Inspiration

Have you ever felt overwhelmed by how fast the AI field evolves? One week, everyone is talking about a new model, paper, or tool, and the next week the conversation has already moved on. If you are a student, developer, founder, researcher, professional, or simply someone trying to keep up with AI, it is easy to feel like you are always one step behind.

As university students, we know this feeling well. Between classes, assignments, projects, work, and everything else, who really has time to check GitHub, Hugging Face, OpenAI, Anthropic, and a dozen other sources every day just to figure out what actually matters? And even when you do, the information is often scattered, repetitive, and difficult to turn into real understanding.

That is why we created Neuron.

Neuron is an AI-powered platform that helps people stay on top of the rapidly evolving AI landscape without the stress of endless searching and scrolling. Instead of making users jump across different websites and sources, Neuron gathers the newest first-hand AI updates in one place, helping them quickly discover what matters, learn it in a way that feels manageable, and build knowledge over time.
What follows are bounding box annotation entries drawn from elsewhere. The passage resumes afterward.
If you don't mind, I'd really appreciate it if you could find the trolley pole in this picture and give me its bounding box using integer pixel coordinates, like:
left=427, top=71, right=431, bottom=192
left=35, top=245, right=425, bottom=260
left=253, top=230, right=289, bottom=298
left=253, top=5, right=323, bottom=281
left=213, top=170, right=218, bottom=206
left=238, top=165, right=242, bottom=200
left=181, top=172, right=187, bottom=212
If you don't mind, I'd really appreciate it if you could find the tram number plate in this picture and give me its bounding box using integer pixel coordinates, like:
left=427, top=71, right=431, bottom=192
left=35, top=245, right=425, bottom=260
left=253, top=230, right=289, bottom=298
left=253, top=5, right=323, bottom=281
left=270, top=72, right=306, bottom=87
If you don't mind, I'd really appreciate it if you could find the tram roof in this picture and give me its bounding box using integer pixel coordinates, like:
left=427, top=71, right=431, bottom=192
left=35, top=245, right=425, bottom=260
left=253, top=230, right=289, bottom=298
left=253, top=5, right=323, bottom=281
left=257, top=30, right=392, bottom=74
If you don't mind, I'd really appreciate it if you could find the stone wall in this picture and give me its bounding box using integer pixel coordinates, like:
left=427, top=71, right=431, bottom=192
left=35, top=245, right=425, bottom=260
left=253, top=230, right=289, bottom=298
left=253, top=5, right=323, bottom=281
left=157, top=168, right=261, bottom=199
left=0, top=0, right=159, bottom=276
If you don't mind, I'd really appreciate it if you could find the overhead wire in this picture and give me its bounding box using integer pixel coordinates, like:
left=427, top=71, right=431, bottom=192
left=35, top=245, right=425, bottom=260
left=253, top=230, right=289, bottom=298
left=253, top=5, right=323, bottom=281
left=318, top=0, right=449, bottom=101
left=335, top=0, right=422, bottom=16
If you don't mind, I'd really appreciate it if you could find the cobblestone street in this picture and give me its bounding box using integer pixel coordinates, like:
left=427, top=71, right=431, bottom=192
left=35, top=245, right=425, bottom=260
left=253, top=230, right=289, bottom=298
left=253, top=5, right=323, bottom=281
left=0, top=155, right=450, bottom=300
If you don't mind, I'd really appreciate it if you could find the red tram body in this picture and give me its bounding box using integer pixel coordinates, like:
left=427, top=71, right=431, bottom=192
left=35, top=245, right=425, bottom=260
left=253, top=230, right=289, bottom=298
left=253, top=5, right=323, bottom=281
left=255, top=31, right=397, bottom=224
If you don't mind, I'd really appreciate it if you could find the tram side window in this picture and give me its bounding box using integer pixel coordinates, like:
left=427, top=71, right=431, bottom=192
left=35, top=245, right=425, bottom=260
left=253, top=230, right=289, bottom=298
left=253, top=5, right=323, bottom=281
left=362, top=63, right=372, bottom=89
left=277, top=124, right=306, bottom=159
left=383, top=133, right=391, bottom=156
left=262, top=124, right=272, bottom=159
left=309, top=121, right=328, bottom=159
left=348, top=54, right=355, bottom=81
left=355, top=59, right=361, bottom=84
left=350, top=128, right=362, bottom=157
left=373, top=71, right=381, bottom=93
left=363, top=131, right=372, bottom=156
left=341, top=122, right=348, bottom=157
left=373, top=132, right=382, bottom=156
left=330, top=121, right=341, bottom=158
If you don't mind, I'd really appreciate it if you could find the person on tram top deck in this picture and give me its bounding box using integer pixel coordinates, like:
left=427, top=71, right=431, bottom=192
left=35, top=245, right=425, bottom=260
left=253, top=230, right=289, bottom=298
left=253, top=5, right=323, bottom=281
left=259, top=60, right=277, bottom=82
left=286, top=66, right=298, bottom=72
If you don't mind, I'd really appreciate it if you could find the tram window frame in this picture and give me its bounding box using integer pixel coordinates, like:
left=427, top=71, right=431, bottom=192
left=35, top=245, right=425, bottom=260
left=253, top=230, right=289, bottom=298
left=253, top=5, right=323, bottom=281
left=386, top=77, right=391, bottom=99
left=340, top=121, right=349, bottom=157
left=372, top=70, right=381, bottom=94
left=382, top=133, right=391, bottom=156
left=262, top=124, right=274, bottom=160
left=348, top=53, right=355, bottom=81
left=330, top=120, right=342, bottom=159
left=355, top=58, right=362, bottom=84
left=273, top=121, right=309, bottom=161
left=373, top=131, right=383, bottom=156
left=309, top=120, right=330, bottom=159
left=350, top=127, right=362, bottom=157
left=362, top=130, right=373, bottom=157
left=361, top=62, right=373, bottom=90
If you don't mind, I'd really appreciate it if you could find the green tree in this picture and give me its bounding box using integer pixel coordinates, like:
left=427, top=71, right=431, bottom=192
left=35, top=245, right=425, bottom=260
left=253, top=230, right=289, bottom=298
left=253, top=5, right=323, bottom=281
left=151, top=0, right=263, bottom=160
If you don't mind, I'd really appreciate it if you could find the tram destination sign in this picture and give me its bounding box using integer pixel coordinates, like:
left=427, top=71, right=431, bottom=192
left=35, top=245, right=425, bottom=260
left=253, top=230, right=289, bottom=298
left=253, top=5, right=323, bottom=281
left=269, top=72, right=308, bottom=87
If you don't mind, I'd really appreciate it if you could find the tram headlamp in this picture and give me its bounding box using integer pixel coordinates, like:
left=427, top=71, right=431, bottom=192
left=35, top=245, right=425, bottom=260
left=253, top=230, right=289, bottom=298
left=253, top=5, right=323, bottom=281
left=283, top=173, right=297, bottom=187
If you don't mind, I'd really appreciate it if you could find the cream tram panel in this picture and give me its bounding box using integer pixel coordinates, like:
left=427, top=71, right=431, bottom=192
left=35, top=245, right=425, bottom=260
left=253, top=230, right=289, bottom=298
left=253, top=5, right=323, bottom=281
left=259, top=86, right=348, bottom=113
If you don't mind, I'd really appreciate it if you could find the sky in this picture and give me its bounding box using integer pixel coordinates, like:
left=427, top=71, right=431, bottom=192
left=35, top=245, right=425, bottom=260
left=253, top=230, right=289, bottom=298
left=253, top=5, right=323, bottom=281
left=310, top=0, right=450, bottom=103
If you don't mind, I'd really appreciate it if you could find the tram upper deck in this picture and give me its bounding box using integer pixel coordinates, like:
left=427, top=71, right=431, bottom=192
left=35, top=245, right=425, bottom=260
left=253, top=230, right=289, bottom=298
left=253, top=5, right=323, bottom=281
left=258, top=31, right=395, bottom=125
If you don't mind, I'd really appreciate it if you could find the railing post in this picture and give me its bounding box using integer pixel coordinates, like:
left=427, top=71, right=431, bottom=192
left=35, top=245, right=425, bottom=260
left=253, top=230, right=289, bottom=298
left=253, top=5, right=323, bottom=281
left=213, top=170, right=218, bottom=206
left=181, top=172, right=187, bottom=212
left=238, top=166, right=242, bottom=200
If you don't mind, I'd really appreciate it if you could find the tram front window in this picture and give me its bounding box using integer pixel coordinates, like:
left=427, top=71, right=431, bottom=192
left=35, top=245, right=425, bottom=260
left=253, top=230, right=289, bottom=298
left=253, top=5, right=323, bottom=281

Our goal is simple: make staying up to date with AI easy, engaging, and enjoyable. In just 10 minutes a day, Neuron helps users feel informed, curious, and confident in a fast-moving world.

What it does

Neuron turns AI information overload into a daily, personalised 10-minute learning experience.

It begins by collecting the latest AI developments from first-hand sources such as GitHub Trending, Hugging Face Papers, the OpenAI Blog, and the Anthropic Blog. Instead of showing users a long and overwhelming stream of raw information, Neuron transforms these updates into clean, visually appealing cards with concise summaries, keywords, and source context. This allows users to quickly understand what each item is about at a glance.

Users can then swipe through the cards and select the ones that interest them most. This interaction is intentionally fast, intuitive, and satisfying. The card design makes discovery feel lightweight and rewarding, while visual and audio feedback turns learning into a more engaging daily habit.

Once a few cards are selected, Neuron generates a personalised 10-minute briefing. Rather than simply shortening articles, it synthesises the chosen items into one coherent, easy-to-read summary that explains what happened, why it matters, and how the ideas connect. This helps users stay current without needing to spend hours reading scattered articles, papers, or repository pages.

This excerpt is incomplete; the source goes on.